On Fri, Aug 03, 2007 at 02:10:42PM +0200, Julien lecubin wrote:
> Hi list,
> 
> I have installed in my office an SRSS4U2 on a 2 V210 - solaris 10
> The SunRay infrastructure in my corporate LAN is working like a charm
> I'm now interested in testing a [EMAIL PROTECTED] accessing my sunray servers 
> via an OpenVPN service running at work
> I know there is a [EMAIL PROTECTED] solution using a linksys - Firmware 
> DD-WRT 
> running as an openvpn client 
> (http://wiki.c0t0d0s0.org/index.php/SunRay_ueber_WAN-Strecken)
> but with a sunray 2FS built-in vpn client is it possible to directly 
> connect it from home to my openvpn service at work ?

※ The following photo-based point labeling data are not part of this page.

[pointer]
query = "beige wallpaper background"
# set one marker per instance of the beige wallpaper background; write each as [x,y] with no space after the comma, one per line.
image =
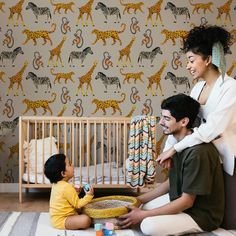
[73,54]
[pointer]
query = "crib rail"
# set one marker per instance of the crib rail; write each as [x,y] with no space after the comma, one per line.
[96,146]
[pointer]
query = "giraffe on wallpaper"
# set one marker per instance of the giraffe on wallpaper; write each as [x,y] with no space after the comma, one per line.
[225,9]
[86,79]
[156,79]
[85,9]
[131,5]
[230,70]
[131,112]
[2,4]
[65,6]
[155,9]
[233,34]
[126,52]
[17,79]
[56,52]
[16,9]
[158,144]
[203,6]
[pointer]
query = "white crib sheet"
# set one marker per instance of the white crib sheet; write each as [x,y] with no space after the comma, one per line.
[91,178]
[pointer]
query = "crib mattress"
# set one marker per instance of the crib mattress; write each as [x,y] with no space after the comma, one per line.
[109,177]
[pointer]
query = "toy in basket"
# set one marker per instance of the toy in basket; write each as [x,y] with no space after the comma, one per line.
[107,209]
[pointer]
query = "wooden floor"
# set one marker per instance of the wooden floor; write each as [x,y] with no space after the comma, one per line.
[39,201]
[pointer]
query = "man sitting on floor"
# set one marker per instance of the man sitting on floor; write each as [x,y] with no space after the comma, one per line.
[195,185]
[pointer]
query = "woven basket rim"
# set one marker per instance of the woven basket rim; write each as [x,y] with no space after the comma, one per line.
[109,212]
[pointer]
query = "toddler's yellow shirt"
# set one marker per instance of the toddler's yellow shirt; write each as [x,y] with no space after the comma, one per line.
[64,202]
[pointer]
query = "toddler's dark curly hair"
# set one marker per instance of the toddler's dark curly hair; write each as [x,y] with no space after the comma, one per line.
[200,40]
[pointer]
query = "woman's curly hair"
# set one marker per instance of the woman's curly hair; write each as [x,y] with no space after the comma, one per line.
[200,40]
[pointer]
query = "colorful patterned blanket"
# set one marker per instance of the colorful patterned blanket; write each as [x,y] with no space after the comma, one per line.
[142,151]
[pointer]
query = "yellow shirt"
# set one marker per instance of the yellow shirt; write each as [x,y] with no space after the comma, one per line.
[64,202]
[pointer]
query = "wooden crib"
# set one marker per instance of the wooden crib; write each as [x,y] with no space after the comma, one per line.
[96,146]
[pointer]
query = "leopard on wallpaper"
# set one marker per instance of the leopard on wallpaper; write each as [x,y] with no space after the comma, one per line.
[77,58]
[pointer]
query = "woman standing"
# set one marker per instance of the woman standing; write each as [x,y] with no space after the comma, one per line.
[205,47]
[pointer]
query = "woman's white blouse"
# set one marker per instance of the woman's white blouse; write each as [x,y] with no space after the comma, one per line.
[218,122]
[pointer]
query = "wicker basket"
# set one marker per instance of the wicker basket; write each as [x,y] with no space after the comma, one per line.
[108,207]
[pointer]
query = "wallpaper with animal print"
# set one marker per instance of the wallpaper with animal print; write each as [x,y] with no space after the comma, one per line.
[75,58]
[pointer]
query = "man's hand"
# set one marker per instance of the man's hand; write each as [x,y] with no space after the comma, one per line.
[135,216]
[165,155]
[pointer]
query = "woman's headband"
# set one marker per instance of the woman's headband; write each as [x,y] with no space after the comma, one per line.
[218,58]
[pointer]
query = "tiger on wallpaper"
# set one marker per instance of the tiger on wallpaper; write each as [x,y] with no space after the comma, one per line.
[33,105]
[103,105]
[33,35]
[103,35]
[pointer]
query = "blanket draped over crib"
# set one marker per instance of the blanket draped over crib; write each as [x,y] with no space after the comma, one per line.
[142,150]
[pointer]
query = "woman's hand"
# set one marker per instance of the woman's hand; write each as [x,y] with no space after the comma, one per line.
[90,191]
[165,155]
[78,188]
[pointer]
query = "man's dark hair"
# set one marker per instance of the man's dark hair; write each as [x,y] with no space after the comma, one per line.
[54,166]
[181,106]
[201,39]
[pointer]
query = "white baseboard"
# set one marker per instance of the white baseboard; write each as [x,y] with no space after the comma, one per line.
[9,188]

No, not yet; SunRay supports only IPSEC, unfortunately.

I second a request for OpenVPN in SunRay FW. (I'm just airing the idea
on this list; I know a real request should go through other channels)...

My view on this is, that OpenVPN is basically IPSEC done right. It
tunnels IP through UDP with all of the benefits of using a standard
protocol and none of the downsides or complexity of IPSEC AH/EH.

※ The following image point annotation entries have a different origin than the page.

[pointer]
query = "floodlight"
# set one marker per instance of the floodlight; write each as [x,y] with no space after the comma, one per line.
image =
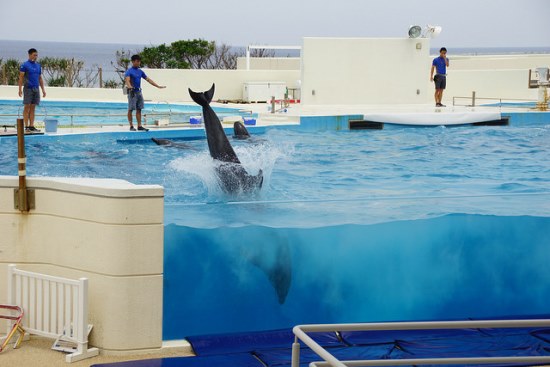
[432,31]
[415,31]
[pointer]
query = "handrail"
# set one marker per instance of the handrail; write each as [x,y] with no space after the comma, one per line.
[329,360]
[499,99]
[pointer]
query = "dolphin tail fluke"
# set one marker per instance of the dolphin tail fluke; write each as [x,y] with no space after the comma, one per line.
[203,98]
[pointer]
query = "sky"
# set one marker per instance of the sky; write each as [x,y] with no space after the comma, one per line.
[465,23]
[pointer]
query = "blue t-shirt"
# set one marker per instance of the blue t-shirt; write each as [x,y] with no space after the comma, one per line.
[32,72]
[440,66]
[135,74]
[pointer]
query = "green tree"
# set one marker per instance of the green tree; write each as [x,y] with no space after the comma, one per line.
[193,54]
[157,57]
[122,62]
[111,84]
[9,72]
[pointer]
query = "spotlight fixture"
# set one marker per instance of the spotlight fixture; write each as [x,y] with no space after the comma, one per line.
[432,31]
[415,31]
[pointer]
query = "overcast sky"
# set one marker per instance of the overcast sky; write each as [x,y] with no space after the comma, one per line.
[466,23]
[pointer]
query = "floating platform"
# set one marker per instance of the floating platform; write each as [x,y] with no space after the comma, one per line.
[436,118]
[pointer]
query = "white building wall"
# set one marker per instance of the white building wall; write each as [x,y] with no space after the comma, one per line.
[354,71]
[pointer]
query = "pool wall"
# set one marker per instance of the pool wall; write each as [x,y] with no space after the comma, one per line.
[109,231]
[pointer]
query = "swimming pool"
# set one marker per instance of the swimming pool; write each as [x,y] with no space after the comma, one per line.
[105,113]
[396,224]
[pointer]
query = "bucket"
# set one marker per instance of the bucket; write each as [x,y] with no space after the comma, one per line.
[249,121]
[195,120]
[50,125]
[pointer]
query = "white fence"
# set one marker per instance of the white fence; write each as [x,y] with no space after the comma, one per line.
[53,307]
[329,360]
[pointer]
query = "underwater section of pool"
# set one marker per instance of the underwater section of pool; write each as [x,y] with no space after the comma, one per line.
[259,277]
[349,226]
[73,113]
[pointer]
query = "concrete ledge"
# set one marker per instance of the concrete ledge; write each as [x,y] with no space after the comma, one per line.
[90,186]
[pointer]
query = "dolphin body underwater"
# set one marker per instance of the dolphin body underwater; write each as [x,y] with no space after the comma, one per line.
[232,175]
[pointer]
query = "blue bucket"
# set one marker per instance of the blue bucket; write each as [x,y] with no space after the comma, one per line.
[50,125]
[249,121]
[195,120]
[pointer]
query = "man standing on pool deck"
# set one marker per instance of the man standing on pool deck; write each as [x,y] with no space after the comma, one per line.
[132,81]
[31,73]
[440,64]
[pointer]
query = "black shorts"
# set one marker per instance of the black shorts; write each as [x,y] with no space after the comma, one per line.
[31,96]
[440,81]
[135,100]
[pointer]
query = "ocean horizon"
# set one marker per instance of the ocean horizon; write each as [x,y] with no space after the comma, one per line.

OpenVPN supports pre-shared keys or certificates, just like IPSEC.

It works through NAT, unlike basic IPSEC.

It is simple and rock-solid, very much unlike IPSEC.

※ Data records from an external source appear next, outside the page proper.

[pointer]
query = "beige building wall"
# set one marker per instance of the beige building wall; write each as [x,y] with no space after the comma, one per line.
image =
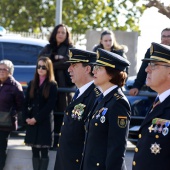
[130,39]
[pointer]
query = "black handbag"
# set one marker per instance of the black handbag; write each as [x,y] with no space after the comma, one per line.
[5,119]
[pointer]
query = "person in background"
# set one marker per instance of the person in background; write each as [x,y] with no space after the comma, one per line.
[107,124]
[57,50]
[152,150]
[38,113]
[11,98]
[141,76]
[108,42]
[71,140]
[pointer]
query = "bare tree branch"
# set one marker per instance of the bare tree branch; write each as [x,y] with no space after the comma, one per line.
[165,10]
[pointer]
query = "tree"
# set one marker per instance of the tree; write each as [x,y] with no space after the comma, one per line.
[165,10]
[80,15]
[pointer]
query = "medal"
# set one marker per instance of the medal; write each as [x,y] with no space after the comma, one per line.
[155,148]
[165,129]
[103,119]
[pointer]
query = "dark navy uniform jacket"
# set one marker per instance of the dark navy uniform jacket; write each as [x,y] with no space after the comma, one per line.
[71,141]
[106,136]
[153,148]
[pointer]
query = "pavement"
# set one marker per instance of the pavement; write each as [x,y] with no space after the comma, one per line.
[19,156]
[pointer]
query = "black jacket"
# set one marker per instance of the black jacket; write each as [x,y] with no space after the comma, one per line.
[42,110]
[71,141]
[144,159]
[106,133]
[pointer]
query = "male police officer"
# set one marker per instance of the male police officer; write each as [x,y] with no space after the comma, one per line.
[153,151]
[71,141]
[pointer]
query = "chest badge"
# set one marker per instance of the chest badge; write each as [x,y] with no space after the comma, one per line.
[78,111]
[155,148]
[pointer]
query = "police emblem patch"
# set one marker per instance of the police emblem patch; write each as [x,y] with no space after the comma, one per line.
[122,121]
[70,54]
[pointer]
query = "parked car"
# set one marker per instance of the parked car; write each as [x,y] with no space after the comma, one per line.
[139,105]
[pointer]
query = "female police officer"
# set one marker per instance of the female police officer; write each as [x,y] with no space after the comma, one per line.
[108,122]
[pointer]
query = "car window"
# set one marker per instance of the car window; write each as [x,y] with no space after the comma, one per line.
[19,54]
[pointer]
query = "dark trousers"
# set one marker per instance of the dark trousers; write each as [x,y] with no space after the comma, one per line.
[3,146]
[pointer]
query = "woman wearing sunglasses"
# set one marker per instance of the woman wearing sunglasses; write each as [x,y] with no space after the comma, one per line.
[108,122]
[38,113]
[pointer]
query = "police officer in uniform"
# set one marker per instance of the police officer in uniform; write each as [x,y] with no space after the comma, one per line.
[152,151]
[71,140]
[108,122]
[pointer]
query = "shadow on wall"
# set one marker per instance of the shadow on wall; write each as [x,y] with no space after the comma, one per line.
[130,39]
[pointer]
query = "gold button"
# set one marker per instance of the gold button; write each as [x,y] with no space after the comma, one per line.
[134,163]
[140,136]
[156,136]
[136,149]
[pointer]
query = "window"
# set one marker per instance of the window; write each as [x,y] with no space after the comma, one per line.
[19,54]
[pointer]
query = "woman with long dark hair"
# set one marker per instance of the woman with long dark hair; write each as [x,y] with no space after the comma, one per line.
[38,113]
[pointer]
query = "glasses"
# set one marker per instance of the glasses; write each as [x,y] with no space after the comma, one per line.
[4,69]
[153,65]
[42,67]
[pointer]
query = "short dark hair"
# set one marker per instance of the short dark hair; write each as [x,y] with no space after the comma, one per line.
[118,77]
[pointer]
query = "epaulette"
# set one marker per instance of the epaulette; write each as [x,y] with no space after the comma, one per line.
[117,96]
[97,91]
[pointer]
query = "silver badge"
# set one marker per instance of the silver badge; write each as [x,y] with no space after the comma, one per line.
[155,148]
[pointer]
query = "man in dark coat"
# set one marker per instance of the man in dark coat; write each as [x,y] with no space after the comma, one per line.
[153,151]
[71,141]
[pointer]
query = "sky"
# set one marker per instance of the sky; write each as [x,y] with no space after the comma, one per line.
[151,24]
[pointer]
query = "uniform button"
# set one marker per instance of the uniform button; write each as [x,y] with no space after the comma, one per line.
[97,164]
[156,136]
[134,163]
[136,149]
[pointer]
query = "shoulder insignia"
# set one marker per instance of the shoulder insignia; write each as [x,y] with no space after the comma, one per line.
[122,121]
[97,91]
[117,96]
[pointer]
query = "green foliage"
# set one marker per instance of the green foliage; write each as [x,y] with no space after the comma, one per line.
[80,15]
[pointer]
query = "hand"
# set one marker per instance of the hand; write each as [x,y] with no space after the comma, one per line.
[133,91]
[58,57]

It works well on Linux, Solaris and Windows. I run it in production on
all environments with many different versions of the implementation all
working seamlessly together (only possible exception would be some DNS
resolution order screwup which according to Microsoft knowledge-base is
inherent in Windows and hardly the fault of OpenVPN).